Placé sous le thème « L'Afrique face au défi de la traumatologie », l'événement international rassemble plus de 400 médecins, chercheurs et étudiants venus d'Europe, d'Afrique subsaharienne et du Maghreb. Il s'agit de la troisième édition du congrès organisée en Afrique subsaharienne.

Pendant trois jours, les participants échangent sur les avancées scientifiques et les innovations en chirurgie orthopédique et traumatologique. Les travaux ont été ouverts par la directrice de cabinet du ministère de l'Enseignement supérieur et de la Recherche, Dr Djifa Gameli, représentant les autorités togolaises.

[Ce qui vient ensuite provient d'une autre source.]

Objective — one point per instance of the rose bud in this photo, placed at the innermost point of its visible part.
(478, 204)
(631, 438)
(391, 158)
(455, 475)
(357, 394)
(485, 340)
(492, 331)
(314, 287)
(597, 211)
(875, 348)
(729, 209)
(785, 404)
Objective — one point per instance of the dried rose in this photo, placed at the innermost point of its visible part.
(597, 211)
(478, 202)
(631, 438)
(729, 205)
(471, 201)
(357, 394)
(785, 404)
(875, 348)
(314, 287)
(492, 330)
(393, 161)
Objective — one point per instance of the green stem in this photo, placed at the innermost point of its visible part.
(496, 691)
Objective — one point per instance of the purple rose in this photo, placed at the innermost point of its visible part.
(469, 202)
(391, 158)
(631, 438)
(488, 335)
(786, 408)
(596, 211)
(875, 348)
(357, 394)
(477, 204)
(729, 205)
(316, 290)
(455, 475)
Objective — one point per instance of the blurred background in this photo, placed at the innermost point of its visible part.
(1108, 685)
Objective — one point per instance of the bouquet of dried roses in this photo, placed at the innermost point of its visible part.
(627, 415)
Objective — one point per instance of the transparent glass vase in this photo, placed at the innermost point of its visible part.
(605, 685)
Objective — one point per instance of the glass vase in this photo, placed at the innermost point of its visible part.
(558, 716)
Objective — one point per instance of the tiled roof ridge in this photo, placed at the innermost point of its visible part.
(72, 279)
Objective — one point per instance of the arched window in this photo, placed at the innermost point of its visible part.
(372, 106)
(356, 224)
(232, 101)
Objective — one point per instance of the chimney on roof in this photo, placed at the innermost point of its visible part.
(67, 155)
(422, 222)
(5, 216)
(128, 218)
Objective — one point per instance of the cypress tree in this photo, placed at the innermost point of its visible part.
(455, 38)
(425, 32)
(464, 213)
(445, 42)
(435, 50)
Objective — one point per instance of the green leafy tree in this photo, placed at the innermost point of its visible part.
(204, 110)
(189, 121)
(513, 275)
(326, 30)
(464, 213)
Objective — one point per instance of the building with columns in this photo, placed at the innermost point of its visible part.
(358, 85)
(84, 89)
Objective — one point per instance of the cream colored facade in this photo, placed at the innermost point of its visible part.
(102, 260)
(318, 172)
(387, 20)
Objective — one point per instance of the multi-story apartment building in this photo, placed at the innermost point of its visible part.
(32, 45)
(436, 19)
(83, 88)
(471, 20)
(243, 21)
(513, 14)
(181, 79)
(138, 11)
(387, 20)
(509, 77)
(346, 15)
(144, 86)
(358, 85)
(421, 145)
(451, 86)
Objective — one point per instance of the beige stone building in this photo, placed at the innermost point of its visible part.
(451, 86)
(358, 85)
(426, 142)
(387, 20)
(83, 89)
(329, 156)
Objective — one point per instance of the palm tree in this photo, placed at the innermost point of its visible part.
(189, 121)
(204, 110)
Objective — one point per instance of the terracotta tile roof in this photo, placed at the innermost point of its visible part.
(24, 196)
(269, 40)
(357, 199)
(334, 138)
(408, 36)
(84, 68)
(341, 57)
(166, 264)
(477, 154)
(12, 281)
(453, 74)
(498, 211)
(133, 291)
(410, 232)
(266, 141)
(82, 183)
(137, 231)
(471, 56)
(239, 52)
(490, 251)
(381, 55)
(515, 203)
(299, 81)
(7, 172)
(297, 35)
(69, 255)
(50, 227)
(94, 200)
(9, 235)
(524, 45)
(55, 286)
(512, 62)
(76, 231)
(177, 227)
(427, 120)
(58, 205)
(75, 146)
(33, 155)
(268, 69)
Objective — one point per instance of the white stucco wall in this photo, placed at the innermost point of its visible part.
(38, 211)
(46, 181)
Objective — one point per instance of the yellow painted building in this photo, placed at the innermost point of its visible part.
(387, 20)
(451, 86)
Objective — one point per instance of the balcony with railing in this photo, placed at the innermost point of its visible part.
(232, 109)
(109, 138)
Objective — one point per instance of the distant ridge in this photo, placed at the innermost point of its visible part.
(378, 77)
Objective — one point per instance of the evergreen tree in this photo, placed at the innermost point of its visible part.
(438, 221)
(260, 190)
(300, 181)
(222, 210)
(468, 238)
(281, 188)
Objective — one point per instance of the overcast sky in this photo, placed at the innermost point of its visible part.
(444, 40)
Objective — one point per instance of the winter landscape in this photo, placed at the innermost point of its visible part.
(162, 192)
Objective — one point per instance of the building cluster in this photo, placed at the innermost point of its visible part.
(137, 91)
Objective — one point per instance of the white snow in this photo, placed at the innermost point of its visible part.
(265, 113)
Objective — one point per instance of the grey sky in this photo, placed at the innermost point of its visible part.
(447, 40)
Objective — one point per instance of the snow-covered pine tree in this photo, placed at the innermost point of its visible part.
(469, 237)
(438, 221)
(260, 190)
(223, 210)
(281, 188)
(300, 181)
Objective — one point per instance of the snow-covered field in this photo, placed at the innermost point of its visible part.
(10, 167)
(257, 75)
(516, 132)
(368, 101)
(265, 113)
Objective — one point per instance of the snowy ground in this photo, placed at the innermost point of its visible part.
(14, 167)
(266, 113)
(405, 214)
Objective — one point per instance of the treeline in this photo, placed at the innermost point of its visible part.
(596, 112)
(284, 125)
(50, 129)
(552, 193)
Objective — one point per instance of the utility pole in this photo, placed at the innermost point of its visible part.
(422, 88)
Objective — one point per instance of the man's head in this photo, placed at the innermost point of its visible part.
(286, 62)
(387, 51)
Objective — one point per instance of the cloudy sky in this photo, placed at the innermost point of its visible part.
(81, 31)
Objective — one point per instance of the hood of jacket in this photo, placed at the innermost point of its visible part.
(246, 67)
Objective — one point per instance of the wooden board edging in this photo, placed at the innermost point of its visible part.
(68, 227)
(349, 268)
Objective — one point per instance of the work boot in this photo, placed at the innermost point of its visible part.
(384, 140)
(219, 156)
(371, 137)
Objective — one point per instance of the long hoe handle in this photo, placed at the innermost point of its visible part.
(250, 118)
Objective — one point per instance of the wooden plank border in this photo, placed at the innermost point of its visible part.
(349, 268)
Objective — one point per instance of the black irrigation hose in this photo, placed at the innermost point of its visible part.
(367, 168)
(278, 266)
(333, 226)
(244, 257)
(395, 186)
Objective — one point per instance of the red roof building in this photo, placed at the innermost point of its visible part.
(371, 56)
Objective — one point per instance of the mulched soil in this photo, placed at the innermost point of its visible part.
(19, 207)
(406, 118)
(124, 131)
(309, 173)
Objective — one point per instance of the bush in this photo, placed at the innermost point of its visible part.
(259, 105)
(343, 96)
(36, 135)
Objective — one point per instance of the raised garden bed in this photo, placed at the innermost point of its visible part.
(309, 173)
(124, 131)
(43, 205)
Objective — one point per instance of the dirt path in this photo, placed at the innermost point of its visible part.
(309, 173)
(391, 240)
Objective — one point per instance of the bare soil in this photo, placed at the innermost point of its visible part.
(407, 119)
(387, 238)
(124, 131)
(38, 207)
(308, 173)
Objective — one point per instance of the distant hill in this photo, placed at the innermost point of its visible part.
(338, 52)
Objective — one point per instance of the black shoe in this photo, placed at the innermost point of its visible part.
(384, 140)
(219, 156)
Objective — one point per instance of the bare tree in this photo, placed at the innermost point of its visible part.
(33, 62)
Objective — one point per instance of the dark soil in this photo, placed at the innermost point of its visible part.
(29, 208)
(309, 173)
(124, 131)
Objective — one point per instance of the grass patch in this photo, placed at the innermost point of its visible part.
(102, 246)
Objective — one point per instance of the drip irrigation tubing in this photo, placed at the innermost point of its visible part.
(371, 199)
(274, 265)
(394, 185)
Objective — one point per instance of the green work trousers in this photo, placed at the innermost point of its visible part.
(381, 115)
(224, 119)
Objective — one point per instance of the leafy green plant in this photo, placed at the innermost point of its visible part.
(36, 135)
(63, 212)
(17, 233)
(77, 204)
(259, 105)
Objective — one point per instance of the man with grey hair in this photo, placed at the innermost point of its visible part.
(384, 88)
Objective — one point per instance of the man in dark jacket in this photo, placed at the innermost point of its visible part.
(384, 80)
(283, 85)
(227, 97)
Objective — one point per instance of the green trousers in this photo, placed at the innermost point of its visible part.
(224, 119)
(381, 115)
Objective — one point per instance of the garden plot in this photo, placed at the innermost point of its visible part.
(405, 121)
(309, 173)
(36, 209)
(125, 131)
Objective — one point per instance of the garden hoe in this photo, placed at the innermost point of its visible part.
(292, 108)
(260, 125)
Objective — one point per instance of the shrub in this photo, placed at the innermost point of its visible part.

Le programme prévoit une trentaine de sessions scientifiques, alternant communications orales, conférences d'enseignement, ateliers pratiques, tables rondes et présentations de nouvelles approches thérapeutiques. Les discussions portent notamment sur la traumatologie routière, les fractures balistiques, les lésions du rachis, les prothèses articulaires, la chirurgie chez les patients drépanocytaires ou encore les apports de la simulation chirurgicale utilisant le bambou comme support pédagogique.
Plusieurs ateliers sont consacrés aux techniques opératoires, notamment à l'arthrodèse rachidienne, une intervention chirurgicale consistant à fusionner définitivement deux ou plusieurs vertèbres. Des tables rondes abordent également les défis de la médecine traditionnelle dans la prise en charge des fractures, le financement des soins d'urgence après les accidents de la route et le renforcement de la formation des professionnels de santé.
Pour les organisateurs, ce congrès doit favoriser la diffusion des connaissances, le partage d'expériences et le développement de collaborations entre spécialistes francophones, dans un contexte où les traumatismes liés aux accidents de la circulation continuent de représenter un défi majeur pour les systèmes de santé africains.